Wieso sollte jemand zu dm statt zu einem echten Arzt gehen?
Hier geht es nicht um Therapie, sondern um Diagnostik. In den kommenden Jahren werden mehr Menschen aus dem Gesundheitssystem in den Ruhestand gehen als dass neue nachkommen. Das wird zu großen Engpässen im Gesundheitssystem führen. Schon jetzt wartet man beim Arzt meist lange auf Termine. Das war für uns der Grund, ein niedrigschwelliges diagnostisches Angebot in diesem Bereich zu machen. Wir sind kein Arzt, aber wir können den Kunden bei der Entscheidung helfen, ob sie einen Arzt aufsuchen sollten.
Wie muss man sich das in der Praxis vorstellen? Nimmt die Kassenkraft bei dm dann Blut ab und begutachtet Hautprobleme?
Nein, wir arbeiten mit Partnern zusammen. Die Blutproben werden von hierzu qualifizierten Fachkräften abgenommen und dann in Laboren analysiert. Für den Kunden hat das den Vorteil, dass er dafür nicht extra zum Arzt muss mit entsprechender Wartezeit auf einen Termin, sondern das ohne großen Aufwand beim Einkauf gleich mit erledigen kann. Und bei den Augen- und Hautscans nutzen unsere Partner die innovativen Möglichkeiten der Künstlichen Intelligenz und der Telemedizin …
… die dann nebenbei gleich eine passende Hautcreme vorschlägt?
Ja, auf Basis der kosmetischen Hautanalyse bieten wir passende Pflegeprodukte an. Das ist vergleichbar mit einer Drogistin, die eine Kundin berät. Gleichzeitig gibt es über unseren Partner dermanostic auch die Möglichkeit, eine auffällige Haustelle über eine App begutachten zu lassen. Anhand des Befundes kann dann entschieden werden, ob ein Hautarzt aufgesucht werden sollte.
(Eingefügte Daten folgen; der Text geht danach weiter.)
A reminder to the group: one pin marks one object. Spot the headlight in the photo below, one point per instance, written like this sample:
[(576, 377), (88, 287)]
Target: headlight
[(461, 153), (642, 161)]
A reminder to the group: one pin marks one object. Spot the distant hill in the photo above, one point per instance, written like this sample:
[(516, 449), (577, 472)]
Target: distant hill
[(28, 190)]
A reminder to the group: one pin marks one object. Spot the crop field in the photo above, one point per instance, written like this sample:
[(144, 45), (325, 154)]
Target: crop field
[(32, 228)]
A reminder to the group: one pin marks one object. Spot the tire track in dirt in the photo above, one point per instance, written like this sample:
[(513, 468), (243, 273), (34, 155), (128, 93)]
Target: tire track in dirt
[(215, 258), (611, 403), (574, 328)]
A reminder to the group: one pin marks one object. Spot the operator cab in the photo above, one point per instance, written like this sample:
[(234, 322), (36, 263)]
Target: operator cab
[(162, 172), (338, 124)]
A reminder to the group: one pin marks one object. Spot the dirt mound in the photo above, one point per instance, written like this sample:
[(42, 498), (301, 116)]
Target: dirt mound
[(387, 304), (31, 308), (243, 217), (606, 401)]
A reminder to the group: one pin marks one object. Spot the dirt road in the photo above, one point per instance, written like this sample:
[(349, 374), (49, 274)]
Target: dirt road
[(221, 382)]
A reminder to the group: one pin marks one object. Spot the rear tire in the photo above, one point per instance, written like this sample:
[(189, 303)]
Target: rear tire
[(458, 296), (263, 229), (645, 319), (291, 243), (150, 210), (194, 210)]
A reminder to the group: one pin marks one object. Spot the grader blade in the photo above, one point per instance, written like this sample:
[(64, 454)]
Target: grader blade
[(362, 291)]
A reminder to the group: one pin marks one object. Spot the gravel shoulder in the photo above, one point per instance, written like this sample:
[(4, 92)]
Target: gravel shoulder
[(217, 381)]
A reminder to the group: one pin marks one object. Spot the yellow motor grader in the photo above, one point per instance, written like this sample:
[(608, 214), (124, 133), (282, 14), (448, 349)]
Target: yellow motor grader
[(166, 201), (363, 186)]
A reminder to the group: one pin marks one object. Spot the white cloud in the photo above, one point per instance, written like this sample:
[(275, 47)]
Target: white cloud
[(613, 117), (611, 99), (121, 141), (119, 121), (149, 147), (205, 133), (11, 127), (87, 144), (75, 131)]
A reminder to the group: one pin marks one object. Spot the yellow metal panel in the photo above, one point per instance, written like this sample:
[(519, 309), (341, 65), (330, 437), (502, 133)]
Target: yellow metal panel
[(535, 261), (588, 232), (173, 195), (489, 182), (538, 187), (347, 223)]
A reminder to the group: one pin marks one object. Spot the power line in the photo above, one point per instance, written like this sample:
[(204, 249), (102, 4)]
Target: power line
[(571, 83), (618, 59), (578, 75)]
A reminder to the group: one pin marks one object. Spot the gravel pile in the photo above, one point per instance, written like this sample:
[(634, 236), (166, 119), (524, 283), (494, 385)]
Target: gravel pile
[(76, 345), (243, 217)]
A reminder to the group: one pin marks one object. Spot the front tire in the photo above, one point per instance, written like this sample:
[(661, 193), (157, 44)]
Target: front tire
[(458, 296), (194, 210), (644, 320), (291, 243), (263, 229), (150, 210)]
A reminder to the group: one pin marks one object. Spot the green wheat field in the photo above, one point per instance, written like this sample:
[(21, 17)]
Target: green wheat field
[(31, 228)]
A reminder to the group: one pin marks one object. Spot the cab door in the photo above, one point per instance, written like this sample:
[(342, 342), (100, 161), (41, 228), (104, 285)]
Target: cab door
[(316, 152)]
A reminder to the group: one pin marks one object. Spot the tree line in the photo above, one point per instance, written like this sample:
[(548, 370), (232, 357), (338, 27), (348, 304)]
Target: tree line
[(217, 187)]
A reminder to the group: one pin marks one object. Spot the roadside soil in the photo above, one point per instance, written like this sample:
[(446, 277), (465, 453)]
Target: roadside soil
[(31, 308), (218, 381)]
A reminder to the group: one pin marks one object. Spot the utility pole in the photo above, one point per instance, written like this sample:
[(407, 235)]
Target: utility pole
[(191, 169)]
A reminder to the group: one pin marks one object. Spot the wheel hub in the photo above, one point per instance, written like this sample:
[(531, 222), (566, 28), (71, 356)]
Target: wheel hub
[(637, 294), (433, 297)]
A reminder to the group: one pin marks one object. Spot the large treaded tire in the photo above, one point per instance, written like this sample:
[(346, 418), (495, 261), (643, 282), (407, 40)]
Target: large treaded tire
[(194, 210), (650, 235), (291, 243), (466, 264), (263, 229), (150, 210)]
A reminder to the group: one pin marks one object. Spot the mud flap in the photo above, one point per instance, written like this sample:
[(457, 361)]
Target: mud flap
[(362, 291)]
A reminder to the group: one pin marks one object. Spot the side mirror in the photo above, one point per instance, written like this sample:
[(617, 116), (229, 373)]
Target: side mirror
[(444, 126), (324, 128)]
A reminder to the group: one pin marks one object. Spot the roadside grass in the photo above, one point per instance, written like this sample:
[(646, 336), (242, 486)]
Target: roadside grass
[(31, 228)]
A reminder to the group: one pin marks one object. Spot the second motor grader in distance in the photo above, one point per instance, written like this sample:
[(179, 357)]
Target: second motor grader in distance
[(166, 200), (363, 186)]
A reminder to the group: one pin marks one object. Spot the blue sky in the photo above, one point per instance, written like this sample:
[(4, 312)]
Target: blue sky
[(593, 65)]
Viele dieser Neuerungen zielen vermutlich auf jüngere Kundschaft. Die findet man schon jetzt überraschend oft in dm-Filialen, manche posten ihre Besuche sogar auf Tiktok. Wie versuchen Sie, für junge Leute relevant zu bleiben?
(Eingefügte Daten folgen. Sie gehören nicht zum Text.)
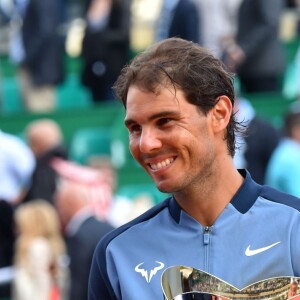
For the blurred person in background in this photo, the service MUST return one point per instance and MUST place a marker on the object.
(40, 255)
(256, 53)
(105, 45)
(218, 23)
(42, 67)
(255, 147)
(45, 138)
(82, 231)
(178, 18)
(283, 171)
(122, 208)
(16, 167)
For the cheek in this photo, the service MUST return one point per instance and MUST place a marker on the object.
(133, 146)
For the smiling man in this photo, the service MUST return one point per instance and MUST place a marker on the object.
(179, 113)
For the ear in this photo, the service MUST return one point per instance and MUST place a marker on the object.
(221, 114)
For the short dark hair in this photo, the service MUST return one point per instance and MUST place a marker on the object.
(184, 65)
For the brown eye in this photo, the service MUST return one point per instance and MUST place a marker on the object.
(163, 121)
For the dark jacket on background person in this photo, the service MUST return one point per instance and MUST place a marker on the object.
(105, 51)
(185, 23)
(44, 47)
(81, 246)
(44, 177)
(258, 36)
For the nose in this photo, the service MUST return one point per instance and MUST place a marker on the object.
(149, 141)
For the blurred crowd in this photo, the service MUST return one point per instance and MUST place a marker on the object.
(53, 211)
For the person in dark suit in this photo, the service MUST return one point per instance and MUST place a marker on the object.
(42, 68)
(257, 54)
(82, 231)
(179, 18)
(105, 46)
(45, 138)
(257, 146)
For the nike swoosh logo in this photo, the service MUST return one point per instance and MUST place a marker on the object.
(250, 252)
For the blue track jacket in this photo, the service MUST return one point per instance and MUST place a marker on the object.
(256, 237)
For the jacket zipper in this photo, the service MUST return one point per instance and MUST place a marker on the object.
(206, 242)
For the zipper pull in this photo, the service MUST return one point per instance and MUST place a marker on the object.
(206, 235)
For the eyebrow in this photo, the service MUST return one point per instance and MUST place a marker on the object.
(161, 114)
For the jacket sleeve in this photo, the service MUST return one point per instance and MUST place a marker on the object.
(99, 285)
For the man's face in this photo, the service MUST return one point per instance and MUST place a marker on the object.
(170, 138)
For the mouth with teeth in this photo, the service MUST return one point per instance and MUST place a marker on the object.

Über passende Produkte. Dekorative Kosmetik etwa spielt bei jungen Kundinnen eine viel größere Rolle als früher, da sie sogenannten Beauty-Influencern folgen. Wir stellen fest, dass viele von ihnen mit ihren Freundinnen zu uns in die dm-Märkte kommen, um etwa Lidschatten, Lippenstift oder Nagellack dann auch in der physischen Welt in Augenschein zu nehmen. Deshalb ist es wichtig, auch die Produkte im Sortiment zu haben, die gerade angesagt sind. So haben wir beispielsweise gerade die Beauty-Marke Sheglam in einigen dm-Märkten exklusiv in unser Sortiment aufgenommen, die bei Tiktok 10 Millionen Follower hat.
Spielt der Preis auch eine Rolle?
Ja, die Produkte müssen erschwinglich sein. Wegen der aktuellen wirtschaftlichen Unsicherheit halten die Menschen ihr Geld zusammen. Das hat natürlich Auswirkungen auf die Entscheidungen am Regal. Wir spüren das an der guten Entwicklung unserer Eigenmarken, die relativ günstig sind, weil wir große Stückzahlen beschaffen und keine teuren Werbekampagnen für unsere eigenen dm-Marken finanzieren müssen. Mehr als jedes zweite bei dm verkaufte Produkte ist bereits eine dm-Eigenmarke. Das liegt auch daran, dass die Markenartikel über die letzten Jahre extreme Preiserhöhungen vorgenommen haben und der Preisabstand zu unseren Eigenmarken noch größer geworden ist.